They passed the southern end of the harbor, and Quinta said, "My dad lived for a while in a little house off that street, but it's been torn down. He was eight when he moved there—off a boat, no less. An old coastal schooner. That must have been so cool, but he doesn't ever talk about it. I suppose because it was wrecked on a reef in the Bahamas."
"Whoa. Was he aboard the schooner at the time?"
"Yeah. With my grandmother. They had a mate and crew, but my grandfather wasn't aboard because he was crewing on Vanderbilt's Rainbow."
Worse and worse. A man steeped in Cup history and a survivor of a tragedy at sea, crippled probably for life because of Cindy. No more boat for him; no ocean, no joy … because of Cindy. He remembered vividly her words: Blood? Oh, that. I hit a dog.
God help him, but he hoped fervently just then that Cindy truly was at the bottom of the bay. There would be divine justice in that, at least.
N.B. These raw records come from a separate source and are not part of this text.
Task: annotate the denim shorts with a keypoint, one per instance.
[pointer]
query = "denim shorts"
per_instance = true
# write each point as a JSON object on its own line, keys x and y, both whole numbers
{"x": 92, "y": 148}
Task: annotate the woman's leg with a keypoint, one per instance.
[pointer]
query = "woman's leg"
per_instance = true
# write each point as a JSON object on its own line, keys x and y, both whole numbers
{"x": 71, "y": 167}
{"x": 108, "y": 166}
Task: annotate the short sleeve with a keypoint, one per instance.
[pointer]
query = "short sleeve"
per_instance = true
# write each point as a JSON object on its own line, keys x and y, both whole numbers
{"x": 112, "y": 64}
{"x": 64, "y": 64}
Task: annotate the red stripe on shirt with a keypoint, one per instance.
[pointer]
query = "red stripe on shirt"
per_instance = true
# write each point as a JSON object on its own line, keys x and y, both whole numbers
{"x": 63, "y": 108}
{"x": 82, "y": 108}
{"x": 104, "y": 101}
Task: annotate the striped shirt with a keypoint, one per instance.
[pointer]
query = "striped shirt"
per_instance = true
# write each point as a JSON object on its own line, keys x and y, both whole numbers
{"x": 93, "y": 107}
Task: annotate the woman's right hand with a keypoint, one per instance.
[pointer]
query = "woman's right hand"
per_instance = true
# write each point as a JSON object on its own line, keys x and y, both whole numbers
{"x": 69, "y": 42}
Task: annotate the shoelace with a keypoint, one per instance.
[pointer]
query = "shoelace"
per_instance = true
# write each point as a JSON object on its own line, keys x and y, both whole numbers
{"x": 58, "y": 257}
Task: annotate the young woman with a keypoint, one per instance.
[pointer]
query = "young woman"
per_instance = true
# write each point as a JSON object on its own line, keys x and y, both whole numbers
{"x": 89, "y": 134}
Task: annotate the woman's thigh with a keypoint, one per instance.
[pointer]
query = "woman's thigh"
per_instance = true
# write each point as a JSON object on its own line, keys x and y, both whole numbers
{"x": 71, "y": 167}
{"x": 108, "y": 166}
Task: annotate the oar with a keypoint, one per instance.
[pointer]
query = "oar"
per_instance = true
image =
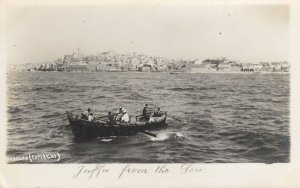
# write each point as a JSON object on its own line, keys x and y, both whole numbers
{"x": 174, "y": 118}
{"x": 106, "y": 116}
{"x": 148, "y": 133}
{"x": 102, "y": 117}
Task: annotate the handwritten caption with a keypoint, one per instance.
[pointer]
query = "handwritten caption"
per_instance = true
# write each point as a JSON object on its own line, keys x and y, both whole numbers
{"x": 96, "y": 171}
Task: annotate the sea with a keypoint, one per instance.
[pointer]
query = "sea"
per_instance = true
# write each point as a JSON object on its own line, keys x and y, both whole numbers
{"x": 224, "y": 118}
He did not know what to say to Quinta's simple account of what was obviously another traumatic event for Neil Powers. To pursue it struck him as ghoulish, so he settled for saying, "Your father has not lived an ordinary life so far." And even that sounded lame to him.
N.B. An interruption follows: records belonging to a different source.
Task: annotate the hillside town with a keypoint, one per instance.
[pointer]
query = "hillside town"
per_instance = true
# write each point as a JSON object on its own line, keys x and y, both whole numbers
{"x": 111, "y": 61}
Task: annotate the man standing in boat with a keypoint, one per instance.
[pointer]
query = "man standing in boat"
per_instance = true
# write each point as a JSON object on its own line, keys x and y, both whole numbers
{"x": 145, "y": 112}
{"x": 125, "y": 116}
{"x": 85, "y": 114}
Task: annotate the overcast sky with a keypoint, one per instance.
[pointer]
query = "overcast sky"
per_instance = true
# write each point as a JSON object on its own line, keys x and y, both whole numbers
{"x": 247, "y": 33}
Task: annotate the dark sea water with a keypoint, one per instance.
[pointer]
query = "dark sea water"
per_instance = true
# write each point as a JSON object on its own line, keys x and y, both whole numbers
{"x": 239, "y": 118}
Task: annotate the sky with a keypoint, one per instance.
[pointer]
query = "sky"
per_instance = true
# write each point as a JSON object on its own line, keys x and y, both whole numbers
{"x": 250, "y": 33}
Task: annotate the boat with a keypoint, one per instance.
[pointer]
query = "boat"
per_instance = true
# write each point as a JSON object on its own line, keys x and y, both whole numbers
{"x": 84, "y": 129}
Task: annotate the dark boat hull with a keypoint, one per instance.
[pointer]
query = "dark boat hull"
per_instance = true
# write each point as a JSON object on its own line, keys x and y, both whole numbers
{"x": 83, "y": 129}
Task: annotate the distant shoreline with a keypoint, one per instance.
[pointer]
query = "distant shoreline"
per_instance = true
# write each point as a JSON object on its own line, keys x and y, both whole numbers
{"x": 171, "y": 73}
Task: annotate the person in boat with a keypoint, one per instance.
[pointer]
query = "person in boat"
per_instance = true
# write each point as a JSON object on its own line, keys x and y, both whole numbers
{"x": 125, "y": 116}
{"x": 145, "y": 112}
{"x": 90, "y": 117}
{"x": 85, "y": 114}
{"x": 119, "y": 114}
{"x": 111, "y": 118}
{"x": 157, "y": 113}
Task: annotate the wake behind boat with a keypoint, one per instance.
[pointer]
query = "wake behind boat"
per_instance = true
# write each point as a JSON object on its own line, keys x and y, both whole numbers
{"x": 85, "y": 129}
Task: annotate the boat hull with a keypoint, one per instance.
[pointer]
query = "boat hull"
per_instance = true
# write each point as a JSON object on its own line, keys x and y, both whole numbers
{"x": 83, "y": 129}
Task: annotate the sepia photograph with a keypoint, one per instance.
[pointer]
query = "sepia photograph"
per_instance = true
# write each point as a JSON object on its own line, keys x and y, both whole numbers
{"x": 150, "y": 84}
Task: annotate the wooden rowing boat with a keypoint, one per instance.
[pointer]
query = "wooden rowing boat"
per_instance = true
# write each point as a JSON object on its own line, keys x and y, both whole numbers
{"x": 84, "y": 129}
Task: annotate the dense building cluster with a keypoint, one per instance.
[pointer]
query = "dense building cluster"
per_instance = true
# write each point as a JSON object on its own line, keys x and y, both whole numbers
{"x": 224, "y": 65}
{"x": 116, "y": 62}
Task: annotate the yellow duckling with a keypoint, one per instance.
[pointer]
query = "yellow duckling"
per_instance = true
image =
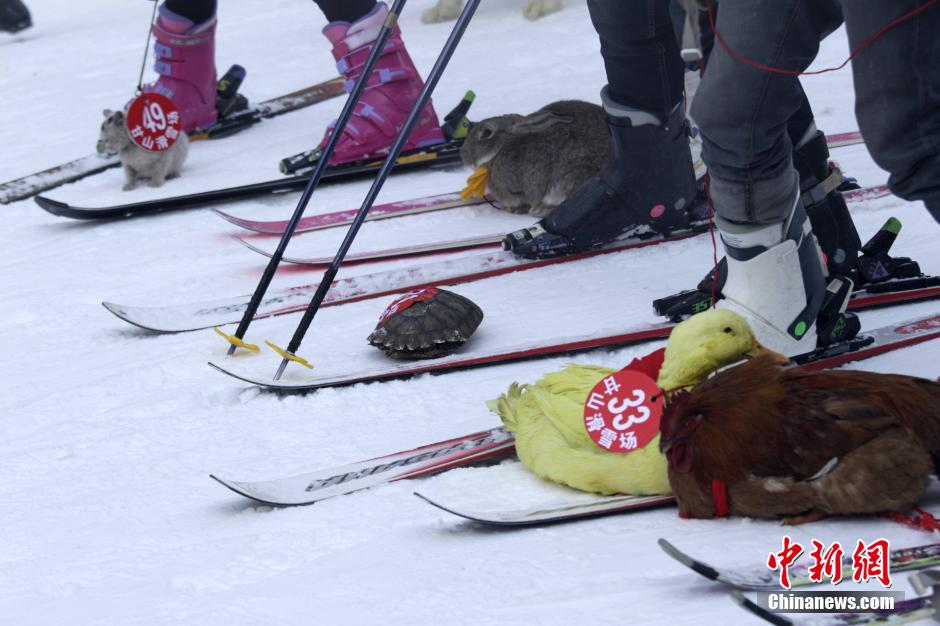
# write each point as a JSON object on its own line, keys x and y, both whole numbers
{"x": 548, "y": 423}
"No," Quinta agreed. "That's my grandmother's doing. She was very adventurous. Even now. She and my step-grandfather are nearly eighty and on a round-the-world cruise. Who does that? But anyway, my dad won't let us try to get in touch with them; he doesn't want us to ruin their trip of a lifetime, he says."
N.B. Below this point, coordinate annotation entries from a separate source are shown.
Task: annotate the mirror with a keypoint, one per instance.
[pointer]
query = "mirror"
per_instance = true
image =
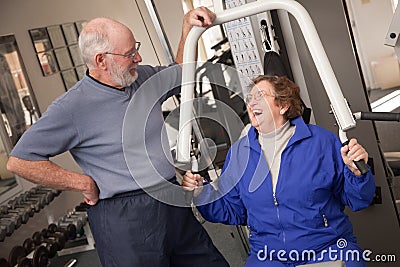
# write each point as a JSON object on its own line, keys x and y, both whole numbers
{"x": 18, "y": 110}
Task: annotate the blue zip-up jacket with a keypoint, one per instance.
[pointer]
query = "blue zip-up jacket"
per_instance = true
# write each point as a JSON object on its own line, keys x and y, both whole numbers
{"x": 307, "y": 210}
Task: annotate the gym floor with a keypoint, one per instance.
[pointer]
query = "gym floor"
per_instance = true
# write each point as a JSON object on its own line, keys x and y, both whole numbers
{"x": 226, "y": 238}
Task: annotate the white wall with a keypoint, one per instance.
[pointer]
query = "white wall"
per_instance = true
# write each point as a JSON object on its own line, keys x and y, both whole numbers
{"x": 371, "y": 20}
{"x": 17, "y": 16}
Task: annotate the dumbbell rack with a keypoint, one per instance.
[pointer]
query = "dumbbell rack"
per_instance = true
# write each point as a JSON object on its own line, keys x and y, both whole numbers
{"x": 60, "y": 207}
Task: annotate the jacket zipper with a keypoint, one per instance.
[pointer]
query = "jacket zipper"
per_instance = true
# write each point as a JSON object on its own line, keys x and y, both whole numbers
{"x": 279, "y": 218}
{"x": 325, "y": 220}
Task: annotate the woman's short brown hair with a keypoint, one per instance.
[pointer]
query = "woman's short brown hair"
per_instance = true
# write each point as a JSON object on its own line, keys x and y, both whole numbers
{"x": 286, "y": 93}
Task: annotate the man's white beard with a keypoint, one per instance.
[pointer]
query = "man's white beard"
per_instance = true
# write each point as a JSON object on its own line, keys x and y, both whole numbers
{"x": 122, "y": 77}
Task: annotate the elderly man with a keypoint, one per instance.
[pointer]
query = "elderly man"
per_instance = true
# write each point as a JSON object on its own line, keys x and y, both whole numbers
{"x": 130, "y": 227}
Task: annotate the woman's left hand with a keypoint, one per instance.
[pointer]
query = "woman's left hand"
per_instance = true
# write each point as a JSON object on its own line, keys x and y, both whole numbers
{"x": 353, "y": 151}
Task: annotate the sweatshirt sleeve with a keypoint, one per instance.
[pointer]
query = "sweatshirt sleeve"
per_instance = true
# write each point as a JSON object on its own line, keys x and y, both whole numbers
{"x": 356, "y": 192}
{"x": 53, "y": 134}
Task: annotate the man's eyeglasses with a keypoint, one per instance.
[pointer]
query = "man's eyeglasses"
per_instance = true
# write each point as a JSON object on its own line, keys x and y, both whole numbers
{"x": 130, "y": 56}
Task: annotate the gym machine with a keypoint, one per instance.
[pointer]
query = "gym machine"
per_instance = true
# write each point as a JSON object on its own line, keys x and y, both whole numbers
{"x": 386, "y": 231}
They were on Coggeshall Avenue now, abreast of Almy Pond. Not until they made the turn onto Ocean Avenue, each of them looking for a gray ivy-covered tower, did faux pas number three occur to him: that he was, in the best tradition of Agatha Christie, reenacting the crime for the sweet young woman next to him who had merely wanted to be sure that the puppies were doing all right.
He pulled the car over onto the shoulder, stopped it, and looked at Quinta. She was staring straight ahead. When she blinked, the first tear fell. He wanted to brush it away, but another came rolling down directly behind it. He let them be.
"I'm a complete ass, Quinta. I wasn't thinking," he said softly.
"No, it's okay, really," she insisted, but the words caught in her throat. "I wasn't ..." She stopped, swallowed, wiped both eyes with the palms of her hands and said, "... thinking either. But I'll have to go down this road sometime—get used to it sometime. Dad too, even. It's a small island. So … please."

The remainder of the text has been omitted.